Notice the shape repeats every time: name it in one sentence, then hand over a specific, checkable habit. None of these torpedo your candidacy, and all of them make you sound like someone who manages themselves without a manager hovering.

Answers to retire
Some answers now signal you're dodging the question rather than answering it, and interviewers clock the dodge instantly.
"I'm a perfectionist" or "I work too hard." This one has been recycled so many times it no longer reads as a weakness — it reads as a strength wearing a costume, and everyone in the room knows it. If perfectionism genuinely is your issue, describe what it actually costs you, like missing deadlines chasing polish nobody asked for, and what you've changed, rather than offering the phrase as a badge.
A weakness that's central to the job you want. Telling an interviewer for a bookkeeping role that you're "not a numbers person" isn't humility, it's a self-inflicted wound. Choose something adjacent to the role, not load-bearing for it.
"I don't really have any weaknesses." This is the fastest way to sound either dishonest or unreflective, and neither reads well.
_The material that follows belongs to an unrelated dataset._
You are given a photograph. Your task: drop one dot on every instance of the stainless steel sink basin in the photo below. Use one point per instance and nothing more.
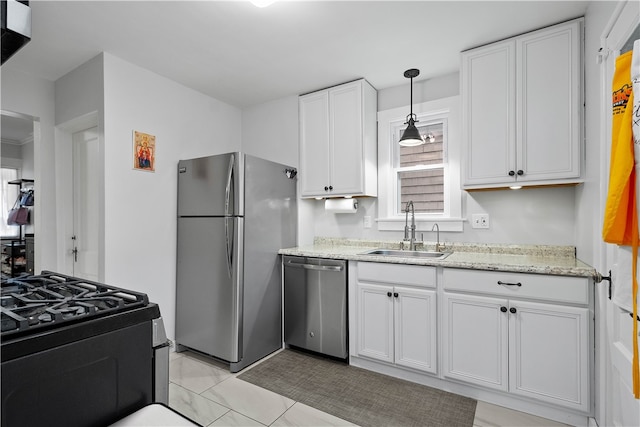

Everyone has something they're working on; refusing to name one just means the interviewer has to guess, and they'll usually assume the worst.
Answer the question with one true weakness and a fix you can describe in a single sentence, and you've turned a dreaded moment into proof that you're self-aware and easy to manage — exactly what most interviewers are quietly hoping to hear. If you'd rather rehearse this out loud before it counts, Land the Offer with AI walks you through drafting and practicing answers like this one with ChatGPT as your prep partner, so the honest version comes out smoothly instead of stumbling live.
Frequently Asked Questions
What's a good weakness to say in an interview?
One that's real but not central to the job, paired with the steps you take to manage it — for example, over-committing, and how you now protect your calendar. Delegation, presenting to large groups, and time estimation are other reliable choices, because they're common and rarely disqualifying. Avoid anything that touches the core function of the role you're applying for.
Is 'I'm a perfectionist' a bad answer?
Yes. It's the most overused answer, so it reads as a dodge. If perfectionism is genuinely your issue, describe the concrete problem it causes and your fix — for instance, missing deadlines by over-polishing work no one asked you to polish, and a habit like setting a hard stop for "good enough."
How many weaknesses should I give?
One, unless asked for more. Name it clearly, show your fix, and move on — labouring the point undercuts your confidence. A tight thirty-second answer reads as more self-assured than a rambling list of caveats.
Should I pick a weakness that's fixable?
Yes. The best answers show a weakness plus visible progress, because interviewers care less about the flaw than about whether you act on feedback. A weakness with no movement on it in years is a much bigger red flag than the weakness itself.